Suppose that $n$ integers are chosen with replacement from the set $\{1,2,3,\cdots, N\}$. What is the probability that they form a non-decreasing sequence, that is, $a_1\leq a_2\leq \cdots \cdots \leq a_n$ where $a_i$ is the $i^{th}$ chosen number?
The answer is $\frac{{N+n-1 \choose n}}{N^n}$, but I can not see why.
This is a classic stars-and-bars argument. Consider the collection of all sequences consisting of $n$ identical * symbols and $N-1$ identical $\vert$ symbols.

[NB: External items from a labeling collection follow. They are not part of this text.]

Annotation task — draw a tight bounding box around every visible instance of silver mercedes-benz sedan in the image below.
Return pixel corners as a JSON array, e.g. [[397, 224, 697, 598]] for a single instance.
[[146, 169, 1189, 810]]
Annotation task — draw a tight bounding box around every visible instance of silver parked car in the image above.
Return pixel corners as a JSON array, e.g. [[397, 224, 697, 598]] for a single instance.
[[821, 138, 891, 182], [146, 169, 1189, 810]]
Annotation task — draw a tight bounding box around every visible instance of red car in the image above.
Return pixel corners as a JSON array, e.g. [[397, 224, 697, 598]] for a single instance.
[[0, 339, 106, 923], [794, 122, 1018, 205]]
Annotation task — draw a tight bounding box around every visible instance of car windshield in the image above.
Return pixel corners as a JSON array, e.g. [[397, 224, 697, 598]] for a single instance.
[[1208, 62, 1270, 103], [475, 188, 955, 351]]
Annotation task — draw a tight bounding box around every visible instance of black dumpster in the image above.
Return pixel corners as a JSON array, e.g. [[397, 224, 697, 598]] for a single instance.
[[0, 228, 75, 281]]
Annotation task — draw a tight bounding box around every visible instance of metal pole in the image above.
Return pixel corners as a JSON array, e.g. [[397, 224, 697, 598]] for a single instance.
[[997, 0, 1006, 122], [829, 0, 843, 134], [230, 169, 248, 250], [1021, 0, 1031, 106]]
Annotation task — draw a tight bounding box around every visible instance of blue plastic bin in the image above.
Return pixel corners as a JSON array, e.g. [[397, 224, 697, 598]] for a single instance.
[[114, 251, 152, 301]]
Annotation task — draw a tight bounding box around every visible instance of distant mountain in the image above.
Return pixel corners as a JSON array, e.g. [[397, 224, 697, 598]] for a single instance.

There is a one-to-one correspondence between such sequences and the set of non-decreasing sequences of length $n$ with symbols $\{1,2,\ldots,N\}$.
How?
Let the "current symbol" be 1. Think of * as denoting "write down the current symbol", and $\vert$ as denoting "increase the current symbol by 1".
So for instance: if $N=5$ and $n=4$, you could have the sequence $*||*|**|$. This would correspond to the sequence $1,3,4,4$.
Since these two sets are in one-to-one correspondence, they have the same size. But, it is easy to count the number of star-and-bar arrangements: out of $N+n-1$ possible locations in the sequence, you need to choose which $n$ are stars.